UK GDP expanded by 0.5% in the third quarter of 2016, the July-to-September period after the Brexit vote, according to the Office for National Statistics (ONS).
The GDP figure was higher than what most analysts has forecast (of around 0.3% growth) and beat the Bank of England’s forecast last month of just 0.2% growth.
The ONS said that “there is little evidence of a pronounced effect in the immediate aftermath of the [Brexit] vote”.
The services sector, which accounts for over 78% of the UK economy, helped drive the GDP growth in the last quarter – offsetting declines in manufacturing, construction and agriculture.
In the three months to September, the service sector grew by 0.8%, contributing 0.64 percentage points to quarterly GDP growth.
ONS chief economist Jo Grice said “A strong performance in the dominant services industries continued to offset further falls in construction, while manufacturing continued to be broadly flat.”
Growth in the production industries in the third quarter fell by 0.4% (within which manufacturing decreased by 1.0%), agriculture output decreased by 0.7%, while growth in construction decreased by 1.4%.
“In manufacturing, the contraction in output should be attributed to some unwinding of the massive growth spike seen in the second quarter, rather than industry scaling back production for any referendum related reasons,” said Lee Hopley, chief economist at the EEF, the manufacturers’ organisation.
“In line with the raft of survey data the GDP estimates confirm that it has been more or less business as usual but it doesn’t tell us, however, if this will continue for the foreseeable future.”

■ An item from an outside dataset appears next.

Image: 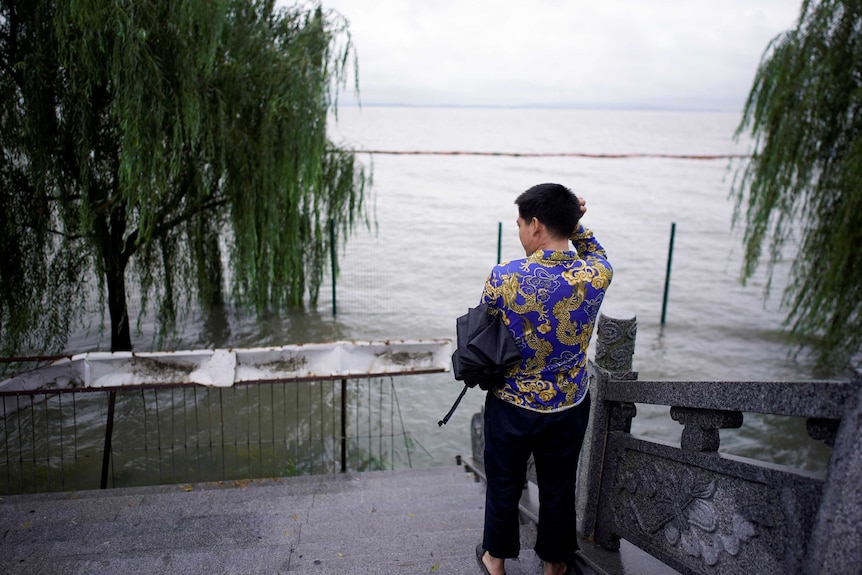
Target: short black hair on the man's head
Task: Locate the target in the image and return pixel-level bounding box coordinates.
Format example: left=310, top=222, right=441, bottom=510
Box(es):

Chancellor of the Exchequer Phillip Hammond commented on the results:
“The fundamentals of the UK economy are strong and today’s data show that the economy is resilient.”
Consumer willingness to keep spending
Howard Archer, UK economist at IHS Global Insight, was quoted by the BBC as saying: “It looks certain that third-quarter growth was also heavily dependent on consumers’ willingness to keep spending, supported by still decent purchasing power and high employment.
“Consumer spending also clearly benefited from the weakened pound encouraging spending by overseas visitors to the UK. The weakened pound also supported foreign orders for UK goods and services.”